Chebyshev DistanceAn approximation of Euclidean distance using $\max(
DDSDirect Digital Synthesis; a technique for generating waveforms by incrementing a phase accumulator and using the result to index a lookup table.
FringeA visible band or contour in a moiré pattern, caused by constructive or destructive interference between two periodic structures.

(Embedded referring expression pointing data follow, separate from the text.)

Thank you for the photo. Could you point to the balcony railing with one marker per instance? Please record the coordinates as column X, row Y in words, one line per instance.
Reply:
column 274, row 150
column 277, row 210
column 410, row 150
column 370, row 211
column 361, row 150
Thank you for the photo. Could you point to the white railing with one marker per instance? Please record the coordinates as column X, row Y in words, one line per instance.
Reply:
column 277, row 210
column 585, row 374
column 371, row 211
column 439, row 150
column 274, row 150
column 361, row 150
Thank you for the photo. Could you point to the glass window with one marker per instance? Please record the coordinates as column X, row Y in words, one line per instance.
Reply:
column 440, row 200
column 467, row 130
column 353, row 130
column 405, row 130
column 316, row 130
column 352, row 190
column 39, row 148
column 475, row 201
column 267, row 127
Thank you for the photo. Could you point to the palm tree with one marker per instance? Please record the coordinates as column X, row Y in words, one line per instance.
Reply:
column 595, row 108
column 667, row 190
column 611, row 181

InterferenceThe phenomenon where overlapping periodic patterns create new visible structures (fringes) at the beat frequency.
LUTLookup Table; a pre-computed array of values indexed by an input parameter, used here for trigonometric functions and pitch decoding.
MoiréA pattern arising from the superposition of two periodic structures, named after watered silk fabric.
Phase AccumulatorA counter that wraps around at a fixed modulus, used in DDS to generate a linearly advancing phase that can be converted to a spatial offset.
Square WaveA periodic signal alternating between two levels (here, 0 and 1023) at a duty cycle of 50%, used to generate grid stripe patterns.
XORExclusive OR; a bitwise operation that outputs 1 where the two inputs differ, creating high-contrast digital interference patterns.
YUVA color encoding that separates luminance (Y) from chrominance (U, V); the native format of Videomancer's 30-bit video pipeline.